Investors were advised by Scotts to seek out independent advice, and had to sign a warranty that “they had relied on their own advice as to the tax analysis and benefits of the scheme.”
Taking all this into account, “it was objectively unreasonable for investors to rely on Mr Thornhill’s advice without making independent inquiry in relation to the likelihood of the scheme achieving the tax benefits; and Mr Thornhill could not reasonably have foreseen that they would do so.” No duty of care was owed by him to them.
Since there was no duty of care, this question of whether Thornhill was reasonably competent had been rendered moot. Nonetheless, Simler LJ chose (as had the High Court before her) to consider it.
She noted that the bullish manner in which Thornhill expressed his opinion (“in my view, there is no doubt that it is [trading]”) could be seen as undermining the risk warnings given in the investment memorandum. “These were of a general nature only and contained no detail as to the three statutory tests of trading, commercially or with a view to a profit. That meant there were no specific warnings given to investors as to the satisfaction of those tests.”

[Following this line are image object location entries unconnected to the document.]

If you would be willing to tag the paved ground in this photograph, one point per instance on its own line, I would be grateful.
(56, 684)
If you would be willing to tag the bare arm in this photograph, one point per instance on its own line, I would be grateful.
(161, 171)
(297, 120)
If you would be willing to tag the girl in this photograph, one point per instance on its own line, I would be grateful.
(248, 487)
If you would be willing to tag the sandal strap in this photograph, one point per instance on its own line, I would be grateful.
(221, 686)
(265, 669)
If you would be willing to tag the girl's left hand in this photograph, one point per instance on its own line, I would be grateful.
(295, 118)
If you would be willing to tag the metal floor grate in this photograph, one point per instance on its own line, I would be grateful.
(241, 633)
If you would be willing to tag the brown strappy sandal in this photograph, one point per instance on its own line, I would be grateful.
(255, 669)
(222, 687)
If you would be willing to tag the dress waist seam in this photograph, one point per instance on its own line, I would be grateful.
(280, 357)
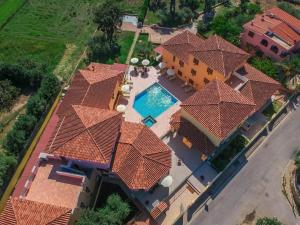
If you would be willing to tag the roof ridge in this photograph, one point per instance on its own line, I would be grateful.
(147, 157)
(91, 136)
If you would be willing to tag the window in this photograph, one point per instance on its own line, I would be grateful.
(196, 61)
(250, 34)
(181, 63)
(209, 71)
(264, 42)
(274, 49)
(193, 72)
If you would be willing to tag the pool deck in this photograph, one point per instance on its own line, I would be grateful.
(162, 127)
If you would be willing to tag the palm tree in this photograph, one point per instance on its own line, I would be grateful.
(172, 7)
(291, 66)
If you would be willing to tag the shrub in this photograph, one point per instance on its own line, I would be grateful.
(36, 105)
(8, 95)
(114, 212)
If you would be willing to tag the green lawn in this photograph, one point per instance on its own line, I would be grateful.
(144, 49)
(272, 109)
(8, 8)
(125, 39)
(131, 6)
(52, 32)
(227, 154)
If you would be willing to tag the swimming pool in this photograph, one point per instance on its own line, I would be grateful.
(153, 101)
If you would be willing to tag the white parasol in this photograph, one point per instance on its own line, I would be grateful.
(134, 60)
(121, 108)
(145, 62)
(167, 181)
(170, 72)
(125, 88)
(161, 65)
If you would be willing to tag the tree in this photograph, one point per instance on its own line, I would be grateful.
(114, 212)
(49, 87)
(291, 66)
(108, 18)
(172, 7)
(209, 12)
(243, 5)
(15, 141)
(7, 166)
(268, 221)
(267, 66)
(26, 123)
(191, 4)
(100, 50)
(8, 94)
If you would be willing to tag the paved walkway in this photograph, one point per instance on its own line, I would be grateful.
(257, 188)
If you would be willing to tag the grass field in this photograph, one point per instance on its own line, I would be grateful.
(125, 39)
(52, 32)
(8, 8)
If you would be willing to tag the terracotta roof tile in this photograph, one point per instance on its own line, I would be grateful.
(88, 85)
(279, 22)
(141, 158)
(220, 55)
(23, 212)
(219, 108)
(182, 44)
(217, 53)
(86, 133)
(259, 87)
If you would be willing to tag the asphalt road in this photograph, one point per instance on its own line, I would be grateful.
(257, 187)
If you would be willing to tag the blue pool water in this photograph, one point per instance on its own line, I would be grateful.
(153, 101)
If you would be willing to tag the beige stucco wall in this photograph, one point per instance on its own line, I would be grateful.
(201, 70)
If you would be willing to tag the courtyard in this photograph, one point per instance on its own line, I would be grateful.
(190, 174)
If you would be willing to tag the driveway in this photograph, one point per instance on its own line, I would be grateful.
(256, 189)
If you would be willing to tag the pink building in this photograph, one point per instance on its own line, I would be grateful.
(275, 33)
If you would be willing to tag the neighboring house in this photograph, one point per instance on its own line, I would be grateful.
(197, 61)
(275, 33)
(90, 139)
(236, 91)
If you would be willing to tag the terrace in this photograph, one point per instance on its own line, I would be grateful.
(190, 174)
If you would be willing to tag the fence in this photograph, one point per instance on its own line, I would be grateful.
(233, 167)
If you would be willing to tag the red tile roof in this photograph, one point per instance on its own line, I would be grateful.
(23, 212)
(193, 134)
(141, 158)
(279, 22)
(220, 55)
(86, 133)
(259, 87)
(87, 85)
(183, 44)
(217, 53)
(218, 108)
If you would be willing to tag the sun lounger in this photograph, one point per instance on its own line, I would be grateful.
(188, 89)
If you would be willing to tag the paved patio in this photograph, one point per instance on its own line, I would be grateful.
(140, 83)
(257, 121)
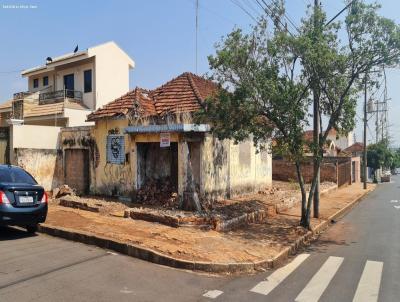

For that reason, she felt that, in order for Thornhill’s opinion to be characterised as fully non-negligent, it would need to have contained stronger caveats. The High Court was “wrong to conclude that had a duty of care been owed by Mr Thornhill to the appellants, it would not have been breached.”
Causation and reliance
The question of causation and reliance was again moot but worthy of consideration. “Even if Mr Thornhill negligently overstated his advice, I am not persuaded that non-negligent advice would have warned that there was a significant risk of a successful challenge to this scheme.” While the investors suggested that a less robust endorsement might have put them off participating, they came nowhere close to demonstrating this.
Lady Justice Carr sounded the warning that “a specialist professional who voluntarily provides unequivocally positive advice to their client in the knowledge:
- that the advice would be made available to a third party without any express disclaimer of responsibility, and
- that the third party would be likely to ‘take comfort’ from that advice and (with their advisers) be assisted by it in deciding whether to enter into a financial transaction,
exposes themselves to the risk of a claim that they owed the third party a duty of care based on an assumption of responsibility.”
Nonetheless, she agreed that on the facts of the present case that risk had not been triggered.
No duty of care
Andrew Thornhill KC has long had a reputation for bullish support of those schemes which he endorsed. Perhaps, in the view of the Court of Appeal, a little too bullish.
That said, the fundamental point remained that he owed no duty of care to these investors, and so could not be said to have let them down when – some 13 years down the line – HMRC managed to overturn the settled law on which his advice rested.